Over time, researchers learned how to replace some parts of these mouse antibody proteins with human parts. Some MAbs are now fully human and are likely to be safer and more effective than older MAbs. An even newer approach uses fragments of antibodies instead of whole ones to better reach a tumor. In the past 10 years or so, the Food and Drug Administration approved several MAbs for the treatment of cancer, including Rituxan® (rituximab) for non-Hodgkin’s lymphoma, Herceptin® (trastuzumab) for HER2-positive breast cancer, Erbitux® (cetuximab) for advanced colorectal and head and neck cancer and Vectibix® (panitumumab) for colorectal cancer. Zevalin® (ibritumomab tiuxetan) and Bexxar® (tositumomab), both for non-Hodgkin’s lymphoma, are currently the only radioactive antibody-based drugs approved by the FDA. These drugs use MAbs that target a radioactive atom to the cancer cells.

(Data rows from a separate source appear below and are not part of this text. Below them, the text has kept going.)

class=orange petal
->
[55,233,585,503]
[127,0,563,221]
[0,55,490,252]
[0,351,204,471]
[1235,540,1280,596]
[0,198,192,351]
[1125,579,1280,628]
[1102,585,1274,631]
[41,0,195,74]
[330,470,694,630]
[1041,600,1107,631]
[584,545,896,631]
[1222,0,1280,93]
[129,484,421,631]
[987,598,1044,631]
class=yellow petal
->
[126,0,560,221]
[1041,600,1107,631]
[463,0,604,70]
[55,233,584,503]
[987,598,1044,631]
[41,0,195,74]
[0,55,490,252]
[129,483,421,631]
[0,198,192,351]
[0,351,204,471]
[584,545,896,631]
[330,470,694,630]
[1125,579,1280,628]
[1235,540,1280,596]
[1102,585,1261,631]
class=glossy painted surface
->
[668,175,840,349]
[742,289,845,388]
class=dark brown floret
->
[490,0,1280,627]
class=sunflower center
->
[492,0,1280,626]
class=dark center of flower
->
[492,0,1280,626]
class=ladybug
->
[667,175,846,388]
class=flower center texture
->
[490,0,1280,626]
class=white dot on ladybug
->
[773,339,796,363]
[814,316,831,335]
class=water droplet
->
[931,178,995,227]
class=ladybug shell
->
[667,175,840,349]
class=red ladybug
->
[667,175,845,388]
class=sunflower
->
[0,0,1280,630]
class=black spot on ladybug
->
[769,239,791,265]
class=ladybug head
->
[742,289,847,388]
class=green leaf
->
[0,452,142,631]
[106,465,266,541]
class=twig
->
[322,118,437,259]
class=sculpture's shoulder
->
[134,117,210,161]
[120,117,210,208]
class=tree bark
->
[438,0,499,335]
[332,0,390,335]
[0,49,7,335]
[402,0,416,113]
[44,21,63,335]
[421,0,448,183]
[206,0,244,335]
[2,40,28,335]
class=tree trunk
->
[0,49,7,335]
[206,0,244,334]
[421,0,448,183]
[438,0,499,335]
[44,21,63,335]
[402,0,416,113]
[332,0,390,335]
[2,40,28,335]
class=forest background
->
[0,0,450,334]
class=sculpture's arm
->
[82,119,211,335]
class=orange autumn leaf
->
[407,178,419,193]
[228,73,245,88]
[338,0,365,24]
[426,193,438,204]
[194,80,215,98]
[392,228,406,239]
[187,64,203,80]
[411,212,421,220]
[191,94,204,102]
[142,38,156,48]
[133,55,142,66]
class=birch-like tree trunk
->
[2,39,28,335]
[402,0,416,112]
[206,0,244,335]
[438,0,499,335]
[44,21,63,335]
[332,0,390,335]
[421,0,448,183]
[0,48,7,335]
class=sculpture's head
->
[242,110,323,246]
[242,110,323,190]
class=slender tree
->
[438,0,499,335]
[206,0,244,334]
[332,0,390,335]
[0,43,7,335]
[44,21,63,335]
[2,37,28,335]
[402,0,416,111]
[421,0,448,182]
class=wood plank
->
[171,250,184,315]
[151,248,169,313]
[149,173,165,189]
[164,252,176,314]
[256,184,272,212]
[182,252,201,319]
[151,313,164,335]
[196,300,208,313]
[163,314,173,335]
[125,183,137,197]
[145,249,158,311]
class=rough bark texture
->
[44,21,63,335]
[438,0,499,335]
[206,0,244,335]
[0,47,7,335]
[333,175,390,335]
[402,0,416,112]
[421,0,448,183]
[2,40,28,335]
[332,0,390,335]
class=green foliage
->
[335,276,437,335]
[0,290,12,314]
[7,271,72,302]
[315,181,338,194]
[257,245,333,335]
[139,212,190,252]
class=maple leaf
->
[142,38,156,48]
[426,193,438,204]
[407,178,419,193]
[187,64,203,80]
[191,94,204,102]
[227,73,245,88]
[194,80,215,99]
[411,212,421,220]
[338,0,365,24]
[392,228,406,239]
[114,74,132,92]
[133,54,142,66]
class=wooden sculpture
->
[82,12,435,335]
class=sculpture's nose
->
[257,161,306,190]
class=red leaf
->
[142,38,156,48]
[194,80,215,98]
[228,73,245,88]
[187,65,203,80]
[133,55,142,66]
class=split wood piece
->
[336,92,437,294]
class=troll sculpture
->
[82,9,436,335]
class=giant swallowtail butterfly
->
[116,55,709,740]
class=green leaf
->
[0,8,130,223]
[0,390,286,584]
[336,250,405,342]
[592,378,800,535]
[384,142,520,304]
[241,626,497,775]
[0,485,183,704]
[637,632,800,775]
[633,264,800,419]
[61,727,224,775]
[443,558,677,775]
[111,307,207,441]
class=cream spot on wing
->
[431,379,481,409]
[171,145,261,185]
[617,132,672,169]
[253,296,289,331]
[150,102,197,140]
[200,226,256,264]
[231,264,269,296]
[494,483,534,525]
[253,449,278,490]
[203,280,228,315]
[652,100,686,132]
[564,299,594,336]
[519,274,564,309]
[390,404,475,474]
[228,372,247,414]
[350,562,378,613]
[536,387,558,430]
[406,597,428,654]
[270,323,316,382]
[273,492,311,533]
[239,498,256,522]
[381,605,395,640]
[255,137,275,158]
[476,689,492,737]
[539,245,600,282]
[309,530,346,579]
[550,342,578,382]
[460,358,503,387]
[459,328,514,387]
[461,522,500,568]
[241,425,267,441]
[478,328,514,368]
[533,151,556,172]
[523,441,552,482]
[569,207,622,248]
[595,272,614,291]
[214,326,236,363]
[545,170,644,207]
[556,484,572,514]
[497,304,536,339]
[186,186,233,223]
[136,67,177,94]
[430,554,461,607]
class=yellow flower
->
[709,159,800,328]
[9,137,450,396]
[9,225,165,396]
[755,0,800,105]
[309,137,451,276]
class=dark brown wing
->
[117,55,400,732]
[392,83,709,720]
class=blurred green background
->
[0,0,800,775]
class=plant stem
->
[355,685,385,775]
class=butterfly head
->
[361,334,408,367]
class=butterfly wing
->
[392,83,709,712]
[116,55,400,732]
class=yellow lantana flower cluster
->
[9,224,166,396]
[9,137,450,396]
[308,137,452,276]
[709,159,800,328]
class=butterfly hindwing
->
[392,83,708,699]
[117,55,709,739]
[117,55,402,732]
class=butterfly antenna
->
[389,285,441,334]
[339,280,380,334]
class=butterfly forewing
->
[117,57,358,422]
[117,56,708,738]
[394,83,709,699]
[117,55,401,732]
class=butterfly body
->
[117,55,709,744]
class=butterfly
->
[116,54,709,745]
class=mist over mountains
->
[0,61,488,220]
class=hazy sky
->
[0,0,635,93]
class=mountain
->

Angiogenesis inhibitors work by preventing angiogenesis, or the formation of new blood vessels in the tumor. This strategy shuts down a tumor’s blood supply to eliminate the tumor, because tumors, like normal tissue, need nutrients and oxygen from blood to survive. Researchers have been working on drugs to attack cancer in this way, but Avastin® (bevacizumab) was the first successful one. Avastin is approved for colorectal cancer and non-small cell lung cancer, and has shown benefit with chemotherapy in clinical studies for a variety of other cancers, including breast.

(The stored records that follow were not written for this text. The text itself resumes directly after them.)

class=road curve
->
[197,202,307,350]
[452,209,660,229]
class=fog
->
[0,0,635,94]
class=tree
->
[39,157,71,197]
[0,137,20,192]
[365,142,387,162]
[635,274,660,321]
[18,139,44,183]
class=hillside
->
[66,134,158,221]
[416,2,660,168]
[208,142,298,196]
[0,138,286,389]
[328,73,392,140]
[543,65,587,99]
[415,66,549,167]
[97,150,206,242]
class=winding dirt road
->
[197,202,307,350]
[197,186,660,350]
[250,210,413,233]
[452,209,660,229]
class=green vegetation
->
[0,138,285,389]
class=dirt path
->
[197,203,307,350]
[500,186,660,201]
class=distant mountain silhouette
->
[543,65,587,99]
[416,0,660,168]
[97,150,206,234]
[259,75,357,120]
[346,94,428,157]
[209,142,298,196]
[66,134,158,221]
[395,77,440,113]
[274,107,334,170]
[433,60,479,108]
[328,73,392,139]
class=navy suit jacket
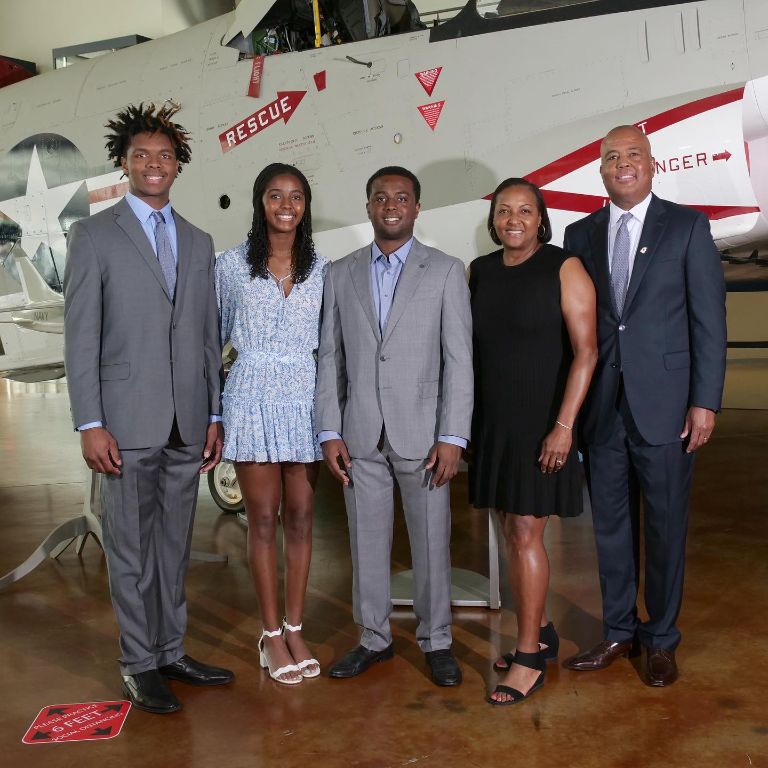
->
[564,195,726,445]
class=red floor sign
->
[22,701,131,744]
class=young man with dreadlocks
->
[64,104,233,713]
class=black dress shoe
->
[424,648,461,686]
[328,643,394,677]
[159,656,235,685]
[645,648,677,688]
[123,669,181,715]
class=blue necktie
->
[611,213,632,317]
[152,211,176,299]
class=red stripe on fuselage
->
[484,86,744,201]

Most antiangiogenic drugs target either the vascular endothelial cell growth factor, or VEGF— a protein secreted by certain tumors to promote the growth of new blood vessels—or the VEGF receptor, the protein on blood vessel cells that responds to VEGF. For example, Avastin is a MAb that attaches to VEGF and prevents it from activating the VEGF receptor. Other antiangiogenic drugs that are not monoclonal antibodies include Revlimid® (lenalidomide) and Thalomid® (thalidomide), both approved for multiple myeloma, and Sutent® (sunitinib) and Nexavar® (sorafenib) for kidney cancer.

Tyrosine kinase inhibitors are a significant advancement in targeted therapy. A drug called Gleevec® (imatinib) has changed the way doctors treat people with chronic myeloid leukemia. The Philadelphia chromosome is created when the long arms for chromosomes 9 and 22 break off and switch places. The Philadelphia chromosome produces an abnormal molecule that seems to initiate the leukemia called bcr-abl, which is in a class of enzymes called tyrosine kinases. Gleevec works by inhibiting bcr-abl, and almost all patients respond to the oral drug. Side effects are fewer than with traditional chemotherapy or interferon. Tarceva® (erlotinib) is another kinase inhibitor approved for non-small cell lung cancer and pancreatic cancer. It blocks the overexpression of the epidermal growth factor receptor, or EGFR. A new breast cancer drug called Tykerb® (lapatinib) inhibits both EGFR and HER2.

Proteasome inhibitors, such as Velcade® (bortezomib), treat multiple myeloma by blocking multi-enzyme complexes called proteasomes that break down proteins involved in regulating cell processes relevant to cancer. Inhibiting proteasome function increases levels of these regulatory proteins and helps restore some control over abnormal growth, survival and spread of cancer cells.

Immunotherapy uses the body’s immune system to stimulate the production of T cells‚ specialized immune cells that recognize and kill cancer cells. Naturally occurring substances in the body called cytokines have been found to increase T-cell activity and signal the body to produce more T cells. Some cytokines, such as interleukins and interferons, can be produced in the laboratory for treating kidney cancer, melanoma and bladder cancer.